What makes this book stand out among earlier fairy tales in the series is the vibrant supporting cast of characters. It is the first book I've read by Melanie Cellier with a talking animal, which gives it the feel of a Disney movie. Giselle's horse, Arvin, is a magical gift from the High Palace of the Godmothers. She is the only one who can hear him speak, which is usually for the best. He adds plenty of comic relief to an otherwise dark story of betrayal and espionage. I couldn't help cracking a smile at almost everything Arvin said about how superior he was to other horses and how no one he encountered was worthy of riding him. This book is also the first in the series to introduce a love triangle, though it's pretty clear who Giselle is going to end up with. The love interests, Philip and Damon, are both strong brave men with lots of tantalizing secrets who aid Giselle when she gets attacked by the traitors who know her true identity.

I loved all of the references to Melanie Cellier's other Four Kingdoms books. The throwbacks provided excellent world-building and a sense of nostalgia for the setting and characters. It takes place in the kingdom of Arcadia from her first book, The Princess Companion. Princess Alyssa and Prince Max are now twelve years older and have children of their own. It was a pleasure to see how their relationship developed over the course of time and that Alyssa is still as respectful of commoners and servants as she was when she first stayed at the castle. This works very much to Giselle's advantage when she is thrown in with the servants as a goose girl. It was great to see that Giselle and Alyssa would have been friends regardless of their station and the instant bond that Giselle formed with Alyssa's son and daughter. I also enjoyed reading about Giselle's experiences herding geese as it was a task I was previously unfamiliar with.

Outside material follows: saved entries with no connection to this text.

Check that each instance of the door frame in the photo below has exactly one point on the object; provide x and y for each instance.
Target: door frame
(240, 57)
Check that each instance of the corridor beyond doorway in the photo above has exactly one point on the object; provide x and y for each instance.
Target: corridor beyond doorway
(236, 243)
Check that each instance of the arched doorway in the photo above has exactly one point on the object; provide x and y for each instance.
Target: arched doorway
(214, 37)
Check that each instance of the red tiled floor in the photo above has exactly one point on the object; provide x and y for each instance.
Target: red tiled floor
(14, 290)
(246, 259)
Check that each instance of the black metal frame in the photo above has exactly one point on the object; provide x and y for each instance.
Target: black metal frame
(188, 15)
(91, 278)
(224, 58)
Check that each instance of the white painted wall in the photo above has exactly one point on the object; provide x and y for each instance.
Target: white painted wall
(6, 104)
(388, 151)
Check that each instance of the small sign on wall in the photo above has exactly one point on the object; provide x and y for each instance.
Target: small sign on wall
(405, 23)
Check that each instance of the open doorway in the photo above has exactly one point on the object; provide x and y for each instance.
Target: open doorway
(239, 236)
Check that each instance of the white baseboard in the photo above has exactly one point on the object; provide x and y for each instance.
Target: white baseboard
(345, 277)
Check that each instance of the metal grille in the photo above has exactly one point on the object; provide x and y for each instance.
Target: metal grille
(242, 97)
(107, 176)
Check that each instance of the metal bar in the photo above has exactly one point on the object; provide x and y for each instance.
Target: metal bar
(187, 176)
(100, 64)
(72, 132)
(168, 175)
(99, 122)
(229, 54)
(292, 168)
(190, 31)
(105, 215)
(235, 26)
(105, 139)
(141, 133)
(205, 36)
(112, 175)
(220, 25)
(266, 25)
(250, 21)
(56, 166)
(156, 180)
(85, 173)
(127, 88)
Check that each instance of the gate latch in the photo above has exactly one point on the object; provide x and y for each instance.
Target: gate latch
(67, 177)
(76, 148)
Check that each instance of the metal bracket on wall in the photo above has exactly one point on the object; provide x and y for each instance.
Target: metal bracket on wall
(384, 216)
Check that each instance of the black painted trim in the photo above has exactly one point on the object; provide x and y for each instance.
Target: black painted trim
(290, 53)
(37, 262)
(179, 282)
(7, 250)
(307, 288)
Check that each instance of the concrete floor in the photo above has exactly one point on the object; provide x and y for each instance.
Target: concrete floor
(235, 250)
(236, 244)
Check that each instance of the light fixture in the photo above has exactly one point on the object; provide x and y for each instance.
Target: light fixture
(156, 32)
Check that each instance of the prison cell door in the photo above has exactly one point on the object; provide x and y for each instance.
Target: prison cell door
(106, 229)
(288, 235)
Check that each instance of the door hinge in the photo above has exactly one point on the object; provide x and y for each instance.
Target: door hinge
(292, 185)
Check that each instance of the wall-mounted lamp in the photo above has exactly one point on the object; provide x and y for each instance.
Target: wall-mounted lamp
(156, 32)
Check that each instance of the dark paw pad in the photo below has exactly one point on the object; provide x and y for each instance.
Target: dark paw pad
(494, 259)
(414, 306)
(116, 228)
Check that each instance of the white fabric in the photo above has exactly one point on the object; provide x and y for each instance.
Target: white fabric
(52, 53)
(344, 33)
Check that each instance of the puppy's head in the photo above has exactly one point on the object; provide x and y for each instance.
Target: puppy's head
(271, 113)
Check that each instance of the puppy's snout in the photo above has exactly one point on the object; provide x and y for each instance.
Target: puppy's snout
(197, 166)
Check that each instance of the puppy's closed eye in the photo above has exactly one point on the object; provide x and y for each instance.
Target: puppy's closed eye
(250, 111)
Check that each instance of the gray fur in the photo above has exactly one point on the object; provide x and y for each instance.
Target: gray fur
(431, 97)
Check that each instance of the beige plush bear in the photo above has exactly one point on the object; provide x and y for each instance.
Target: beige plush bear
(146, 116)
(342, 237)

The Secret Princess may be the best book Melanie Cellier has written yet. It combines all of the strengths of the previous Four Kingdoms books while introducing a capable new heroine and a terrific cast of characters. I loved the humor with the talking horse as well as the more serious elements. It was refreshing to return to the familiar world of Arcadia and learn about all the new adventures that took place there during the book's 12-year time gap. I highly recommend this book to anyone who loves princess stories. The Secret Princess is a wonderful introduction to a lesser-known fairy tale. The next book in the series, The Mystery Princess, is currently available for pre-order, but it will be nearly a year before its release.